Rust Benchmarking with Criterion: Performance Testing Guide

Rust Benchmarking with Criterion: Performance Testing Guide

Rust's built-in #[bench] attribute requires nightly and lacks statistical rigor. Criterion.rs is the de facto standard for benchmarking on stable Rust: it handles warm-up, measures statistical variance, compares runs against baselines, and produces HTML reports.

Installation

[dev-dependencies]
criterion = { version = "0.5", features = ["html_reports"] }

[[bench]]
name = "my_benchmark"
harness = false

The harness = false line disables the default test harness so Criterion can take over.

Create benches/my_benchmark.rs:

my_crate/
├── benches/
│   └── my_benchmark.rs
├── src/
│   └── lib.rs
└── Cargo.toml

A Minimal Benchmark

// benches/my_benchmark.rs
use criterion::{criterion_group, criterion_main, Criterion};
use my_crate::sort_numbers;

fn bench_sort(c: &mut Criterion) {
    let data: Vec<i32> = (0..1000).rev().collect();

    c.bench_function("sort 1000 integers", |b| {
        b.iter(|| sort_numbers(data.clone()))
    });
}

criterion_group!(benches, bench_sort);
criterion_main!(benches);

Run with:

cargo bench

Criterion runs the benchmark function many times, measures latency, calculates mean and standard deviation, and prints a summary:

sort 1000 integers      time:   [42.3 µs 42.7 µs 43.1 µs]

The three numbers are the lower bound, estimated mean, and upper bound of a 95% confidence interval.

black_box: Preventing Compiler Optimizations

The compiler may optimize away computations whose results aren't used. Use criterion::black_box to prevent this:

use criterion::black_box;

c.bench_function("fibonacci", |b| {
    b.iter(|| fibonacci(black_box(30)))
});

black_box tells the compiler to treat the value as potentially externally observable, suppressing dead-code elimination.

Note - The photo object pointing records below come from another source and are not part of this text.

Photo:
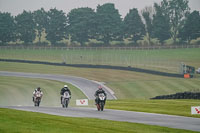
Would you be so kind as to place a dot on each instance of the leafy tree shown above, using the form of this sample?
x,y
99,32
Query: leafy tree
x,y
176,11
82,24
56,25
191,28
161,27
147,14
7,28
40,19
108,23
25,27
133,25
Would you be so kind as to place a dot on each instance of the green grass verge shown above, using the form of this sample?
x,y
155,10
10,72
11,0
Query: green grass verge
x,y
171,107
18,91
125,84
12,122
164,59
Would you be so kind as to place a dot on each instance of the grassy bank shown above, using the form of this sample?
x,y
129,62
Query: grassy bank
x,y
171,107
160,59
11,122
125,84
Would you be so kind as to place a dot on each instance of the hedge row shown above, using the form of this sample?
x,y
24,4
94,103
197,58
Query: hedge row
x,y
184,95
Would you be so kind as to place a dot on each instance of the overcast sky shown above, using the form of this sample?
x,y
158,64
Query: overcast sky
x,y
17,6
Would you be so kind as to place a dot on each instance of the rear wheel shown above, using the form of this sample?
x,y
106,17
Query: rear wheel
x,y
66,103
98,107
102,106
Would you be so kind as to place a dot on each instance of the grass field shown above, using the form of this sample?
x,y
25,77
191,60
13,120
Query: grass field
x,y
167,60
11,122
125,84
133,89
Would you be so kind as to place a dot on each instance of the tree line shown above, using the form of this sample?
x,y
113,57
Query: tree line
x,y
170,19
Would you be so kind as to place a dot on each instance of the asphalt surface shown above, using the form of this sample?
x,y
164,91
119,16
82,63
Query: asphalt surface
x,y
170,121
88,87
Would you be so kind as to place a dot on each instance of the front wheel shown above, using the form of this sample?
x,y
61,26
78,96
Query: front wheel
x,y
102,106
66,102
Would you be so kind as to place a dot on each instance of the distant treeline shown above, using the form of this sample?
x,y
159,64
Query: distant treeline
x,y
167,22
182,95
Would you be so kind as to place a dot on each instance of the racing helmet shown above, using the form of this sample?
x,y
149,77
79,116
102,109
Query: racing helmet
x,y
100,87
38,89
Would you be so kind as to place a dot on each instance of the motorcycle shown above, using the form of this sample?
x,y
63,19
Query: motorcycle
x,y
37,98
65,99
101,101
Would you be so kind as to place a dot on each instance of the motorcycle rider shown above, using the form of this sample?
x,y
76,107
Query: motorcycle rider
x,y
38,89
63,90
100,90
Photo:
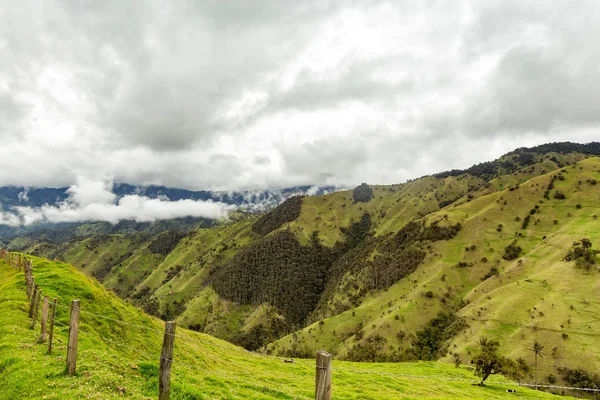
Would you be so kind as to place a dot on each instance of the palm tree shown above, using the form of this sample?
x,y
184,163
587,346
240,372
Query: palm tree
x,y
538,350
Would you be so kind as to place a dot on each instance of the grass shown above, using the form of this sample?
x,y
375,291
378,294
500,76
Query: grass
x,y
118,360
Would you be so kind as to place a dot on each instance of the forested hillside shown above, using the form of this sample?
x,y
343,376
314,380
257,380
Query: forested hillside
x,y
418,270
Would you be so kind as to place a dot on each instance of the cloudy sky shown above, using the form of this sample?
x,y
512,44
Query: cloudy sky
x,y
241,94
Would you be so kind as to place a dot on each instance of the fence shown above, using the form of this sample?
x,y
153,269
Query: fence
x,y
47,321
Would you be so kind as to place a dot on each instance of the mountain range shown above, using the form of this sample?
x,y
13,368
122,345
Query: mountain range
x,y
413,271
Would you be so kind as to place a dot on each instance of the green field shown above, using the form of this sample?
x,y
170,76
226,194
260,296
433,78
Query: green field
x,y
118,357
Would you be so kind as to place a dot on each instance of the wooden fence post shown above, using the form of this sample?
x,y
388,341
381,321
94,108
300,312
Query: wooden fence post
x,y
30,287
44,321
38,298
323,376
166,359
51,330
73,337
32,298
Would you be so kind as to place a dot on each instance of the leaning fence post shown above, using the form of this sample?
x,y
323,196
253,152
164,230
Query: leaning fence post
x,y
166,359
323,376
32,304
31,287
73,337
44,321
38,298
51,330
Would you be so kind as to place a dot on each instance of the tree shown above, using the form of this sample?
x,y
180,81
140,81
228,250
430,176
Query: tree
x,y
488,361
362,193
538,350
456,359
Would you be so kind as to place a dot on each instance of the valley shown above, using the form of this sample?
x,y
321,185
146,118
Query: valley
x,y
414,271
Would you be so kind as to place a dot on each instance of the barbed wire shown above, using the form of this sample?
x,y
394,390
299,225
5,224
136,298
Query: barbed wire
x,y
302,362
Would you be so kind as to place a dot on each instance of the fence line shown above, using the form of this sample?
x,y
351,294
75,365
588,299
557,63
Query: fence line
x,y
323,370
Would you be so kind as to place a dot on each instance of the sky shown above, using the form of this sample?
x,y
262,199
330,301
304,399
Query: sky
x,y
237,94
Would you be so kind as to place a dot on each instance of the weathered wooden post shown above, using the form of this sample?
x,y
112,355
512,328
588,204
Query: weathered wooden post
x,y
73,338
44,321
32,297
166,359
323,376
38,298
31,287
51,330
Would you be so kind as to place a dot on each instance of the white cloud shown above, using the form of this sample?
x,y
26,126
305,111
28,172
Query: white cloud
x,y
276,94
94,201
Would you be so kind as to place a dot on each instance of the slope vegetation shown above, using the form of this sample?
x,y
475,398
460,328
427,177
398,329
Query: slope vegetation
x,y
417,270
119,351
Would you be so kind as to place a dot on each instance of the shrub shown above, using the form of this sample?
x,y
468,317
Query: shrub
x,y
492,272
582,254
512,251
362,193
526,222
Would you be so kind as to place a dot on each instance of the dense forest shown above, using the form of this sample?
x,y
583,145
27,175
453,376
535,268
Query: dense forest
x,y
287,211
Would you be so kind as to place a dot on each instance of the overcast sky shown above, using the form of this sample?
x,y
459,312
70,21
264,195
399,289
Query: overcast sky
x,y
238,94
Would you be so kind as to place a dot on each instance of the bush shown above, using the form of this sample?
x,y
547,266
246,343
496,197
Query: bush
x,y
362,193
582,254
492,272
287,211
512,251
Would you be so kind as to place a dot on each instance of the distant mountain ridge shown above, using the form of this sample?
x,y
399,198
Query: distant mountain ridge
x,y
11,196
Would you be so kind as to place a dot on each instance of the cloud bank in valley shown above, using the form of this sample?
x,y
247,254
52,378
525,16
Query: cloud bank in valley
x,y
94,201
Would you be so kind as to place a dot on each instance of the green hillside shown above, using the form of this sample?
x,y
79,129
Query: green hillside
x,y
119,347
365,274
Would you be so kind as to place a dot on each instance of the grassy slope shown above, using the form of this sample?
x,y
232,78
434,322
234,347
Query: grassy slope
x,y
391,207
542,282
204,367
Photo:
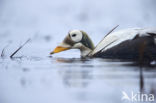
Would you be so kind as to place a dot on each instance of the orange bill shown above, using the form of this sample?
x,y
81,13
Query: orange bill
x,y
59,49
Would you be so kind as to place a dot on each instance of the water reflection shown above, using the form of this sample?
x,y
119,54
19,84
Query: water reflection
x,y
83,80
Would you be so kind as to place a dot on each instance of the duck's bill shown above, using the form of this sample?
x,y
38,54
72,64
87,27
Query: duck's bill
x,y
59,49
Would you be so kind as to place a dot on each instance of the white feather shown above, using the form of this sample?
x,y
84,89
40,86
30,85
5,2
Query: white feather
x,y
116,38
78,36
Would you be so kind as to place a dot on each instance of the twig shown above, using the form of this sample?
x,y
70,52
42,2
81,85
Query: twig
x,y
19,48
2,53
111,30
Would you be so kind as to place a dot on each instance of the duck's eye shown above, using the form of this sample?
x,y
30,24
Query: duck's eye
x,y
73,35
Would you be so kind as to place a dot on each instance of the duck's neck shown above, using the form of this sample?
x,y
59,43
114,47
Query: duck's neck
x,y
85,51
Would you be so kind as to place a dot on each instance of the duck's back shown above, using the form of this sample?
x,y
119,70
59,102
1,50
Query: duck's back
x,y
128,44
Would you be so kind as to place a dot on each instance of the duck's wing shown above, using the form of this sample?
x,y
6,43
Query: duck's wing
x,y
118,37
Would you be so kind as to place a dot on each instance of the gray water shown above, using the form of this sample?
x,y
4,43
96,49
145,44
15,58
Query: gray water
x,y
34,77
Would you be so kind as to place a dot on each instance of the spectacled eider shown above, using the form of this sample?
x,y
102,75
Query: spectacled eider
x,y
123,44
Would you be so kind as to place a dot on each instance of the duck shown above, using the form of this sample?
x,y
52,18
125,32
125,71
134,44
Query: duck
x,y
126,44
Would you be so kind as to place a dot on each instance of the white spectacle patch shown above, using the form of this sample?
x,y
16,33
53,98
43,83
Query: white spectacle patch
x,y
76,35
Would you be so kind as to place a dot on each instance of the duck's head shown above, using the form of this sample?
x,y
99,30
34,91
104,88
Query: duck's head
x,y
76,39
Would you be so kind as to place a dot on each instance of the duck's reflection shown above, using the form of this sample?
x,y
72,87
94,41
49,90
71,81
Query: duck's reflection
x,y
75,75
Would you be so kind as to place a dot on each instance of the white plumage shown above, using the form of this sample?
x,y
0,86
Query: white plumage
x,y
116,38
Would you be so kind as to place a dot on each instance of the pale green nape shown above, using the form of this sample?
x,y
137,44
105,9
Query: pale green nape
x,y
87,41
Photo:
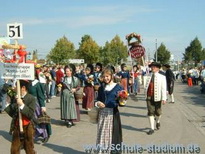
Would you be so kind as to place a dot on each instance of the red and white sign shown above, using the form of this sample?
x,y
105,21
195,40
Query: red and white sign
x,y
137,51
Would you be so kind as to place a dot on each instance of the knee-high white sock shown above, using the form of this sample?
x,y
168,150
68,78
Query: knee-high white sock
x,y
151,121
158,119
172,97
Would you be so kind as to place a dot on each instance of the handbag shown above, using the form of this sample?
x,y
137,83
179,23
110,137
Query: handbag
x,y
44,118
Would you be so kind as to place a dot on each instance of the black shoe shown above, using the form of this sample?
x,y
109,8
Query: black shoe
x,y
45,140
69,124
150,132
158,126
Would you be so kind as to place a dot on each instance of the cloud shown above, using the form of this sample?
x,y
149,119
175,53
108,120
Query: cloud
x,y
75,17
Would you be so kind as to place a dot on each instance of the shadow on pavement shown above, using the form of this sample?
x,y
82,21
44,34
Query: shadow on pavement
x,y
132,115
57,122
197,99
136,107
135,129
62,149
6,135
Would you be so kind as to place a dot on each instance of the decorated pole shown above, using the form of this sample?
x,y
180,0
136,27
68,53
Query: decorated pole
x,y
17,69
136,50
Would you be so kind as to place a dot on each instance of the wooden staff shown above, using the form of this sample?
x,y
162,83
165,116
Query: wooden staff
x,y
20,115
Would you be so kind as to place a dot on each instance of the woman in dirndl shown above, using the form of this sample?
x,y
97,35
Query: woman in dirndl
x,y
69,111
37,90
109,131
125,75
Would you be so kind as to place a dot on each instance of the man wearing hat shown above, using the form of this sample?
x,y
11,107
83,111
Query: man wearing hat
x,y
155,92
170,80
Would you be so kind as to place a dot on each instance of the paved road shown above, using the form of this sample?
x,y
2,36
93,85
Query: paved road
x,y
182,124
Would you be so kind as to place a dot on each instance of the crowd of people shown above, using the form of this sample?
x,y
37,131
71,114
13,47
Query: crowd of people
x,y
93,86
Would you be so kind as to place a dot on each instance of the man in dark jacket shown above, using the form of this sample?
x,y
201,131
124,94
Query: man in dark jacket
x,y
170,81
26,105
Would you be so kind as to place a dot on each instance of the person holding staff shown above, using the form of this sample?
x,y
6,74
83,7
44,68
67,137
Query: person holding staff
x,y
155,92
109,131
26,104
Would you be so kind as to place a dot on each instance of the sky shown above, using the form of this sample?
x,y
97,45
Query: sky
x,y
175,23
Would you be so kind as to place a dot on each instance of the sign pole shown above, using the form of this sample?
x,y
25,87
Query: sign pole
x,y
19,96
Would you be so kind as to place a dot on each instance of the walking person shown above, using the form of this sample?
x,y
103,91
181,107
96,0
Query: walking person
x,y
155,92
26,105
53,82
3,95
109,131
170,81
37,90
124,74
136,82
88,90
97,77
68,108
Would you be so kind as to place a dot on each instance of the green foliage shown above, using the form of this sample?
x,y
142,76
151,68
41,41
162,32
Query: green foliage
x,y
88,50
194,52
163,55
62,51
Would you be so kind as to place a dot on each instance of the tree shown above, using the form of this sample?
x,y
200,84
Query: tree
x,y
114,51
194,52
63,50
88,50
163,55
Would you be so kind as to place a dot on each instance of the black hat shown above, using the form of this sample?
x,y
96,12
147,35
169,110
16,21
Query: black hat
x,y
155,64
167,65
90,66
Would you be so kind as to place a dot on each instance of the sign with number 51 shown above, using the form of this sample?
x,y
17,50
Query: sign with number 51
x,y
15,31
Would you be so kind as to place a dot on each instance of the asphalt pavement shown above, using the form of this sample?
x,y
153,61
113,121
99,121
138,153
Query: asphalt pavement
x,y
182,127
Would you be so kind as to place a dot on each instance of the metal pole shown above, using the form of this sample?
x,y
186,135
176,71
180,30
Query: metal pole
x,y
156,52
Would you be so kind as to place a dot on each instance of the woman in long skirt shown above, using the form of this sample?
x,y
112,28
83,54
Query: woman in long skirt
x,y
41,130
88,90
109,131
67,102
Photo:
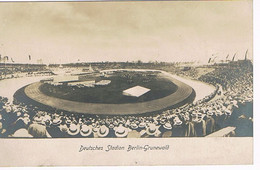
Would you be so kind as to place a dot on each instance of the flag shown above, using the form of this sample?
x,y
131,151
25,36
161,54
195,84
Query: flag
x,y
6,58
234,57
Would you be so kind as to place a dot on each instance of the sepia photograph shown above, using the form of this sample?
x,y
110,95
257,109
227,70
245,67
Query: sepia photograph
x,y
104,74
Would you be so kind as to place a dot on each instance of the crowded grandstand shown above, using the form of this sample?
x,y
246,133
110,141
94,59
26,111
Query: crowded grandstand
x,y
228,106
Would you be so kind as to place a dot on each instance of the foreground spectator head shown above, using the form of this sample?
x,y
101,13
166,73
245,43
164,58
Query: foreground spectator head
x,y
37,130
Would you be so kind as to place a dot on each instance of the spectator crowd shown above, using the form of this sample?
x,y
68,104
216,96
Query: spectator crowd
x,y
234,90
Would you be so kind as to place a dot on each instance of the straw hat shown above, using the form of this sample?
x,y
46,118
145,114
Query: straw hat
x,y
103,131
142,125
85,130
133,134
167,126
73,129
121,131
177,121
21,133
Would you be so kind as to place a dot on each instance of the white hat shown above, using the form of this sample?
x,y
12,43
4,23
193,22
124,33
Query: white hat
x,y
152,129
167,126
121,131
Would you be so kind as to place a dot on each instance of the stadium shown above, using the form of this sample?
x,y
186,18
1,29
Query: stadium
x,y
164,93
144,100
126,70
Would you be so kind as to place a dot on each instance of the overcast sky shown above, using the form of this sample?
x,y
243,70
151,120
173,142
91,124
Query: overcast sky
x,y
125,31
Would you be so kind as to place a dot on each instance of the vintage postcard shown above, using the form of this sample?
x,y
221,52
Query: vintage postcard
x,y
126,83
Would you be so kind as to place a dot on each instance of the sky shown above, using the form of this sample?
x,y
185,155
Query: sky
x,y
169,31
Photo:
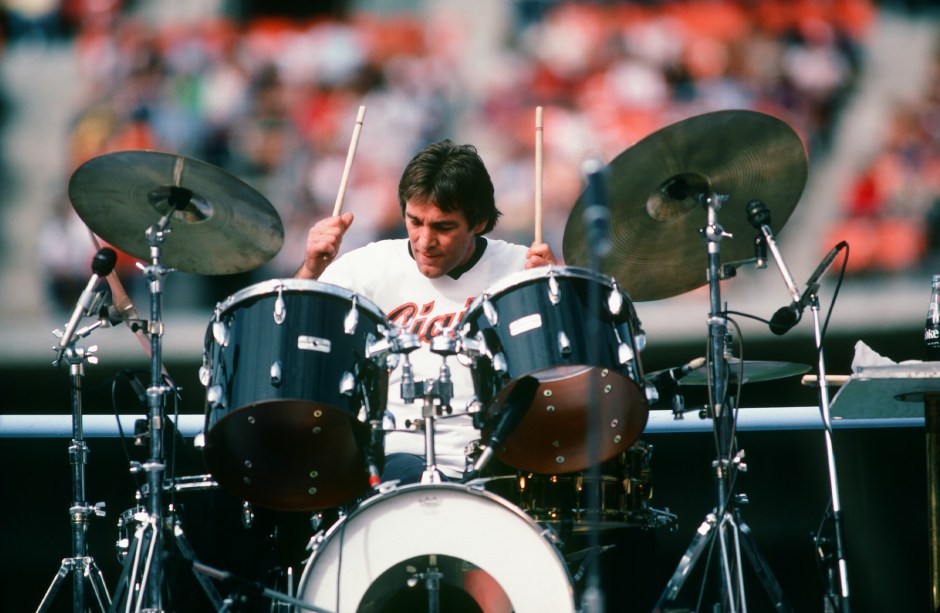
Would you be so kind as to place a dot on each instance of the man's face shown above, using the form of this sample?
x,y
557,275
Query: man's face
x,y
440,241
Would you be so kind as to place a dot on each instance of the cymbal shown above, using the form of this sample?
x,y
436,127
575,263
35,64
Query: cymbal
x,y
755,371
656,213
218,224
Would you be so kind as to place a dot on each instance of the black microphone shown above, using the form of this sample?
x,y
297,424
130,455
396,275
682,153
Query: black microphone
x,y
787,317
597,212
672,376
101,265
515,407
137,386
759,216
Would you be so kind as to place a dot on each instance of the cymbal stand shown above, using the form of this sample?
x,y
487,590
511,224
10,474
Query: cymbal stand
x,y
441,388
149,535
81,565
839,599
724,523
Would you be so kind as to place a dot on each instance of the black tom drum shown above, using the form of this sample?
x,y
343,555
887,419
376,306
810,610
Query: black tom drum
x,y
539,323
290,387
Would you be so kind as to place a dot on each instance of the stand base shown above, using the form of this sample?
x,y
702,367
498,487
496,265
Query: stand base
x,y
89,572
732,586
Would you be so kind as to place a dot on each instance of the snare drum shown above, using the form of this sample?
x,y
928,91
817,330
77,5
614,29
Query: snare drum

Setup Outside the Hot Loop

Move expensive setup outside b.iter using b.iter_with_setup or pre-computing values:

fn bench_search(c: &mut Criterion) {
    // Setup runs once, not on every iteration
    let haystack: Vec<String> = (0..10_000)
        .map(|i| format!("item_{}", i))
        .collect();

    c.bench_function("search in 10k strings", |b| {
        b.iter(|| {
            haystack.iter().find(|s| s.contains("5000"))
        });
    });
}

For setup that must run fresh each iteration:

c.bench_function("sort with clone", |b| {
    b.iter_batched(
        || (0..1000i32).rev().collect::<Vec<_>>(),  // setup
        |data| sort_numbers(data),                    // benchmark
        criterion::BatchSize::SmallInput,
    )
});

iter_batched creates fresh input for each iteration without including setup time in the measurement.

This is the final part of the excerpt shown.